Why Smokers Are More Susceptible to Tuberculosis

What does a see-through fish with a genetic mutation have in common with a smoker? If this sounds like the start of a very bad joke, just wait until you hear the punchline: tuberculosis.

We've long understood that smokers are at a higher risk of contracting tuberculosis—up to three times more likely than non-smokers. But exactly why that is has been a medical mystery. Researchers recently stumbled on a partial answer to this question while studying translucent, genetically-mutated zebrafish to watch how they contracted the "fish version" of TB. As it turns out, one genetic mutation caused a similar effect as smoking by clogging up and weighing down the cells that are the body's first line of defense against bacteria like the kind that causes tuberculosis—so much so that the cells can't even move, according to the new study published Thursday in Cell.

And the study also raises the possibility that there's an undetected genetic mutation hiding throughout the population that would explain why non-smokers can get TB too.

"We're not saying it's the full explanation, but it's a really cool explanation and a really simple one," said Lalita Ramakrishnan, a professor in the Department of Medicine at the University of Cambridge, who led the research.

The researchers weren't even trying to solve this particular puzzle about smokers and TB when they set out, Ramakrishnan explained. Their goal was really to develop a better understanding of the pathogenesis of TB: how exactly it develops in the body. To do this, they used an approach called forward genetics where, rather than specifically altering a gene and observing what happens, they would introduce a different, random genetic mutation to hundreds of different zebrafish, expose them to TB, and then investigate why the ones that got sick, got sick.

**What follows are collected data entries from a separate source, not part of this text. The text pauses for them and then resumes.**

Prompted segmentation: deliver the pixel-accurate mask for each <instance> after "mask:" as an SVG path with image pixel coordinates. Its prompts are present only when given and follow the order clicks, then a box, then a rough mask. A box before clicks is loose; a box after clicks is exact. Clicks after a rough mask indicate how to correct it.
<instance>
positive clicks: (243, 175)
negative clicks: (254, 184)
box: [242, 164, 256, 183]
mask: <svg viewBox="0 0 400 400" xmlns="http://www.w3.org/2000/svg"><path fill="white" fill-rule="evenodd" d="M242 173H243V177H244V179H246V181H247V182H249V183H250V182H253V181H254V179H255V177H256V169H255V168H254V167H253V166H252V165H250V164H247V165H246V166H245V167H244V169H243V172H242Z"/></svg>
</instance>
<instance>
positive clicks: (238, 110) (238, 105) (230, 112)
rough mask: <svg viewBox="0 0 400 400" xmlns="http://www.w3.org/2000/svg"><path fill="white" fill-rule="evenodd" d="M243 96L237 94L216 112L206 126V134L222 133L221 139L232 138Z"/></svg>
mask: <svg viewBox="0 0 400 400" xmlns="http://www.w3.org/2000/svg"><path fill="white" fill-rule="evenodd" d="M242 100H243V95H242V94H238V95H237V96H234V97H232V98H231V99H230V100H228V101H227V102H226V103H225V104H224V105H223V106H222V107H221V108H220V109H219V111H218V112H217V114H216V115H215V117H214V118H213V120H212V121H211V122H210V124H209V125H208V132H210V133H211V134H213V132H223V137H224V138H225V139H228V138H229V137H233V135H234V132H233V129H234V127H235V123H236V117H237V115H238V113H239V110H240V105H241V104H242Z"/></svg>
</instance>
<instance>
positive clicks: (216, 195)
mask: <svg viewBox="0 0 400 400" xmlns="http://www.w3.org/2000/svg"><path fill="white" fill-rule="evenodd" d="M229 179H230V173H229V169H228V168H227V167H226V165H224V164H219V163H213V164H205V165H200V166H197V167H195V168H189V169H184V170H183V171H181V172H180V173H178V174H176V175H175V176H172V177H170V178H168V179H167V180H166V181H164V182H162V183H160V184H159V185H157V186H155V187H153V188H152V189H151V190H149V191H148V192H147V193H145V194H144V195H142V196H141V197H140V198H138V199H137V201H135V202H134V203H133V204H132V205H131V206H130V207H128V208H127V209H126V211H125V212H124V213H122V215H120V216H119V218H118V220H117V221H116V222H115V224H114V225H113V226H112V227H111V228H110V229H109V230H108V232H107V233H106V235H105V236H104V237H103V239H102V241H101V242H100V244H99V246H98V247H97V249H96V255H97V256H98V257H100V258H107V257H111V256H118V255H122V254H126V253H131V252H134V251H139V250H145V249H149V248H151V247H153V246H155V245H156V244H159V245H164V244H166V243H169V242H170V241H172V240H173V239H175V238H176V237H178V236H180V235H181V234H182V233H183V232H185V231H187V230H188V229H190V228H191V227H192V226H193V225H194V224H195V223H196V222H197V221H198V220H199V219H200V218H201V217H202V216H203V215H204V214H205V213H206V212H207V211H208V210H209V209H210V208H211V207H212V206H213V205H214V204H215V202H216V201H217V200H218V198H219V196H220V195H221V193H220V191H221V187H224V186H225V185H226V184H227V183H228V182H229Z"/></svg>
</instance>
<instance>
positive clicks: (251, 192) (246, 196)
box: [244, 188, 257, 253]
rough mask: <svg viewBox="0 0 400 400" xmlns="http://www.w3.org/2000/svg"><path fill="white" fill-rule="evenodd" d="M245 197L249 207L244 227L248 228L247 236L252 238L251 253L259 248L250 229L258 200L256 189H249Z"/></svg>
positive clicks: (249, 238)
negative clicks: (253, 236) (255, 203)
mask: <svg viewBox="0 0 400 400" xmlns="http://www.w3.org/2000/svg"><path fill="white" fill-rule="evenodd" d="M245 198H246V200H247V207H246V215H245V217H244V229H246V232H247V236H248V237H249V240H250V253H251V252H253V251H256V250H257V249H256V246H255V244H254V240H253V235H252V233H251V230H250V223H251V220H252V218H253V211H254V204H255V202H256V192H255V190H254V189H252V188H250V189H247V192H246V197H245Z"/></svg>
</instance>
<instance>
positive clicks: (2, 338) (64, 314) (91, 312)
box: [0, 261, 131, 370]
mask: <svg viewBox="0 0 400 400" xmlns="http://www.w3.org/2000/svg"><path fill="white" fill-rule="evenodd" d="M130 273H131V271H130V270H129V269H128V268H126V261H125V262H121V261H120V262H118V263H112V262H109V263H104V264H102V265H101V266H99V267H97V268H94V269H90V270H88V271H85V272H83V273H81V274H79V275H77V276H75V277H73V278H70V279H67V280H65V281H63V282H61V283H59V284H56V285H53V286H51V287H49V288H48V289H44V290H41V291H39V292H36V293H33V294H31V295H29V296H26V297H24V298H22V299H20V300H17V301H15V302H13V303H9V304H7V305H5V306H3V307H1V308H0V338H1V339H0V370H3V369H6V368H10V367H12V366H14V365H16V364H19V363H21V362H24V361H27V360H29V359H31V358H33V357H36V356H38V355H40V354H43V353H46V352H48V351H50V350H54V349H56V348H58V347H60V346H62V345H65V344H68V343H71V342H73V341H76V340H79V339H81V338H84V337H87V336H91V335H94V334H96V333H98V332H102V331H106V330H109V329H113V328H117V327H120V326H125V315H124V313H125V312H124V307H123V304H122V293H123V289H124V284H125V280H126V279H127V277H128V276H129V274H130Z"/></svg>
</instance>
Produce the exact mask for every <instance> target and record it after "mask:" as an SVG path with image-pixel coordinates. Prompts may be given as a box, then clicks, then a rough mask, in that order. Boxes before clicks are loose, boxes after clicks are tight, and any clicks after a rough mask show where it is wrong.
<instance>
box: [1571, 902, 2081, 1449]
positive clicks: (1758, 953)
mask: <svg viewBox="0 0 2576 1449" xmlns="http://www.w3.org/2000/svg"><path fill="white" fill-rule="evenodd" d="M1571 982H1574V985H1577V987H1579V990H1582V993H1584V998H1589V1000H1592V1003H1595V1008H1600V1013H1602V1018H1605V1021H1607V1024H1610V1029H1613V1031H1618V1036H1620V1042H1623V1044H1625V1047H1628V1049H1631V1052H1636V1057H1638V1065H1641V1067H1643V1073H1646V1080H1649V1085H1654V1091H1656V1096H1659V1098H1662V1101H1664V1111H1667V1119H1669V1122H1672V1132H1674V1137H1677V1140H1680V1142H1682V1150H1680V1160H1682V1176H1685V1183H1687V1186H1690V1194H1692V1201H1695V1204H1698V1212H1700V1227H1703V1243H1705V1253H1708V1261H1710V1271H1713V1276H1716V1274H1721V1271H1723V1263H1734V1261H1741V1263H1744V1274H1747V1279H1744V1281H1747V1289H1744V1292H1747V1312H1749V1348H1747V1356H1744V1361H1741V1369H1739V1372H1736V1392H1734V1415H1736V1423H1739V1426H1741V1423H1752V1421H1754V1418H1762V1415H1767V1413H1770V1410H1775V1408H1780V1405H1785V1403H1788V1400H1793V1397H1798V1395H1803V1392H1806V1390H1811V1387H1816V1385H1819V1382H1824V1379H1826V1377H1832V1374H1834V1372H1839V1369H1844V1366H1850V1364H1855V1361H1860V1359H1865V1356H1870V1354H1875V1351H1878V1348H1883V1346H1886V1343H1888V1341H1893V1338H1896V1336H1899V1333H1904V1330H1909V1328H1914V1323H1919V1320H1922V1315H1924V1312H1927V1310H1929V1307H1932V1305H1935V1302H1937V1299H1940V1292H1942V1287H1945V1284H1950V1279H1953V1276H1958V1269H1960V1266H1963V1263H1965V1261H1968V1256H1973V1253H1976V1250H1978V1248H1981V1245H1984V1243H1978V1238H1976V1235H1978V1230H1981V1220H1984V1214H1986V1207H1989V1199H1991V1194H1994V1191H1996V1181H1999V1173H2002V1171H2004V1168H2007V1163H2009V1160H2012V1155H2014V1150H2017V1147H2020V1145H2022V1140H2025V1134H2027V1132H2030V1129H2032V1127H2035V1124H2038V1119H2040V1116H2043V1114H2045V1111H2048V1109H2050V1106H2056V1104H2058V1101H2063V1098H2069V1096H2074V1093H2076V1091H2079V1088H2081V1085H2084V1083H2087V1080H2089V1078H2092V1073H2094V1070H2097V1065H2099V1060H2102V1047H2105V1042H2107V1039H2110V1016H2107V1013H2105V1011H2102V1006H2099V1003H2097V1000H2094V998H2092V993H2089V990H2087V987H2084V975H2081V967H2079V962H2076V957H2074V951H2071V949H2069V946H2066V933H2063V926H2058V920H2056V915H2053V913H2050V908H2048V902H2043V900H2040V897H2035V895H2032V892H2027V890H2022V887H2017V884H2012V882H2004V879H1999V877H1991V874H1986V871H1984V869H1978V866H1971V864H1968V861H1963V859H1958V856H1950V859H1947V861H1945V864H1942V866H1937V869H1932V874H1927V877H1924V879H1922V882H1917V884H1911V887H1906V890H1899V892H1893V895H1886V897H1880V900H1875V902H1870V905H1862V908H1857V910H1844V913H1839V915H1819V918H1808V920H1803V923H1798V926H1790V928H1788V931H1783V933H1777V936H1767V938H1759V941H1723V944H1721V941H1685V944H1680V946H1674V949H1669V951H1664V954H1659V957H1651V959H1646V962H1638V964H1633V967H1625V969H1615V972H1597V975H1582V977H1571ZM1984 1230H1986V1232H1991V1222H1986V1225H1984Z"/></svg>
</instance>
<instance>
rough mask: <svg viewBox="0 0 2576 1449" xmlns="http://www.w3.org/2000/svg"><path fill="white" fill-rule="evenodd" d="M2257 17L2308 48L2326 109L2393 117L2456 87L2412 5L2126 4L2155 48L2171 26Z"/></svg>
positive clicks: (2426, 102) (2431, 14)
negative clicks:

Zebrafish, Ramakrishnan explained, are particularly handy for this kind of research because they're translucent for the first few weeks of life, making it easy to watch what's going on inside of them. You can also inject color into different cells—like the TB bacteria—to make it even easier to observe what's happening in the fish. It's a technique that's been used to provide a window (literally) into lots of diseases, such as meningitis.

"So not only do you have visualization, but you have visualization in technicolor," Ramakrishnan said.

In this case, the researchers observed one mutation of zebrafish that was more susceptible to TB, so they started investigating what kind of mutation it had and why it might be causing this increased susceptibility. They found that the fish's macrophages—cells that "eat" and break down the body's garbage, like dead cells and invasive bacteria—were missing a particular enzyme that allow them to break down the matter they consume. Without this enzyme, the macrophages were just consuming matter, getting fat, and unable to move.

When the TB bacteria entered the system, the few new macrophages that hadn't eaten anything yet would come attack it, then carry it deeper into the body where the infected cells would form a mass called a tubercle. Without their buddies able to come in and help them fight off the bacteria, these infected macrophages eventually burst open and infection can set in.

"If the macrophage can't move, it can't get to the bacteria, and if it can't get to the bacteria, it obviously cannot kill them," Ramakrishnan said.

So what does all this have to do with smokers? The researchers took their findings to Joe Keane, a TB and lung disease researcher at Trinity College Dublin who had been observing macrophages in smokers, former smokers, and non-smokers. When the team compared the mutated zebrafish macrophages with the ones in the smokers' lungs, they saw they had the same problem: they were bloated, fat, and immobile. But unlike the zebrafish, this wasn't due to a genetic deficiency that caused the macrophages to be missing an important enzyme.

"In the smokers, there was no enzymatic deficiency. It's just that these were inorganic materials that our macrophages don't have ability to degrade," Ramakrishnan explained.

The good news? The macrophages in former smokers who had quit didn't have this problem, and looked almost identical to the ones in non-smokers' lungs, meaning smokers can greatly reduce their risk of TB by quitting.

And there's one last interesting finding that could help develop better treatments or even preventative medicine for TB. Genetic enzymatic deficiencies—where the enzymes in macrophages are missing—happen in humans, such as Gaucher disease, but they're pretty rare and severe. But Ramakrishnan explained that these deficiencies are different than what they found in the zebrafish because they usually cause all of the enzymes to be low, whereas the zebrafish mutation meant only one kind of enzyme—lysosome—was low.

This kind of mutation would be less obvious and not as easily detected, and could explain why some people (even non smokers) get sick when they encounter TB, while others are able to fend it off naturally. It's just a theory for now, but one that Ramakrishnan said she is excited to explore.

"There could be this hidden group of people with a very slight lysosomal deficiency. If we can figure out what it is that makes these people more susceptible, then we can come up with pharmacological agents to help treat or prevent tuberculosis," Ramakrishnan said. "But we never would have figured it out if we hadn't let the fish tell us what was going on."